Mi scuso se la sto facendo lunga su questa aspirazione letteraria di Riccardo, su questa vocazione interrotta, ma sempre risorgente nelle cose che diceva e scriveva. Forse dovrei dire chi è stato Riccardo senza troppi preamboli e digressioni. Un amico prima di tutto, una persona che sa ascoltarti e che è attento a quello che dici in modo profondo. Una persona elegante nell’animo e nei gesti, generoso, saggio e riflessivo, senza che avesse soffocato la parte infantile della propria personalità che si evidenziava in dettagli: osservazioni e curiosità. Forse l’aggettivo più adatto per descrivere Riccardo è gentile: garbato, affabile, cortese. Il sostantivo gentile è un termine che è usato nel Vangelo per indicare i “non ebrei”, ma che ha la propria origine nella parola greca che indica la gente in senso lato. L’attenzione che Riccardo aveva per la gente è una dote rara: la sua attenzione verso gli altri, un modo di parlare degli altri che spesso non conoscevo e che lui descriveva senza quella punta di cinismo che spesso si attribuisce agli abitanti della città in cui è nato e vissuto, Roma.
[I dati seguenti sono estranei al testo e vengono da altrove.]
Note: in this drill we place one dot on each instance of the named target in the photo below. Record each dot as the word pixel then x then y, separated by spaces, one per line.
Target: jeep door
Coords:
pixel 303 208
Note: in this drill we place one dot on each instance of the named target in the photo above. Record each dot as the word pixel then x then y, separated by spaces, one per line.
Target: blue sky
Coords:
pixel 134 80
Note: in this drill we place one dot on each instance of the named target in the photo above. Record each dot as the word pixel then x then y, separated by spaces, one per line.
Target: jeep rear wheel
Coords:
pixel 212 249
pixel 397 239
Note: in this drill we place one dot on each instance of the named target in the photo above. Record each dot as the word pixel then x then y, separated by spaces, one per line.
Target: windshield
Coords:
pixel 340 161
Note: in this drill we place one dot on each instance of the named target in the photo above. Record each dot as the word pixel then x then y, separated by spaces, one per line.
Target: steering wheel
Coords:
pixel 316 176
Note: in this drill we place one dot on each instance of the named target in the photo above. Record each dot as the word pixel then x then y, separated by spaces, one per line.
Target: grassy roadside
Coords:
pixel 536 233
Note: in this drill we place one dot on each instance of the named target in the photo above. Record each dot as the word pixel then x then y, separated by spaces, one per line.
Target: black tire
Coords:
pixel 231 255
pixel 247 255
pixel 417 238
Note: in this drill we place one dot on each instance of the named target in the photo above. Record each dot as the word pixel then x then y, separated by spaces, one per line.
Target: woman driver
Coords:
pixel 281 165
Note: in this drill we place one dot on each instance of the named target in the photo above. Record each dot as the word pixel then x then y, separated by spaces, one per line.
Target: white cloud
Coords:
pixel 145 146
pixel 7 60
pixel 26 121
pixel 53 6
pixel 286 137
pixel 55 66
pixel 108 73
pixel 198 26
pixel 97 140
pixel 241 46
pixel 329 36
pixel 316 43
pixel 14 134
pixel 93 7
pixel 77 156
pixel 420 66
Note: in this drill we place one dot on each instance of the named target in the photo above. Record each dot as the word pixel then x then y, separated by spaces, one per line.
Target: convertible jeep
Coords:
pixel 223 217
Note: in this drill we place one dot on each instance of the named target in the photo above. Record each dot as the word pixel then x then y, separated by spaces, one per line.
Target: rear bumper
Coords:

Uno degli ultimi articoli spediti a "doppiozero" è dedicato a Leopardi, che la redazione ha giustamente intitolato: Giacomo Leopardi uno di noi. È la recensione al libro che il suo amico Franco D’Intino, con Davide Pettinicchio e Lucia Abate, ha dedicato ai progetti – i cosiddetti disegni letterari – presenti nelle pagine del poeta: programmi abbozzati e mai più ripresi. In quei disegni di Leopardi mai portati a termine Riccardo scorge con occhio sicuro una persona umanissima, simile appunto a ognuno di noi. Le nostre vite anche quelle più piene di cose, idee e realizzazioni, e la vita di Riccardo marito, padre, amico, economista, scrittore, lo è stata senza dubbio, restano sempre non finite. Le nostre esistenze sono abbozzi, schizzi, tratteggi, opere non terminate. Come quella di Giacomo Leopardi sono piene appunto di progetti non completati. La nostra finitezza è il limite, in questo caso dolorosissimo, contro cui ci scontriamo continuamente. Ho riletto quell’articolo letterario, l’unico pubblicato su "doppiozero", luogo in cui lo costringevo a fare l’economista o al massimo lo statistico, e ho ritrovato quella pacatezza che tanto ho amato in lui anche nel corso della malattia che ce lo ha portato via. E questa serenità mi resta come un segno ulteriore della sua gentilezza d’animo, che serbo come il dono prezioso di vera amicizia, perché amici così si resta per sempre.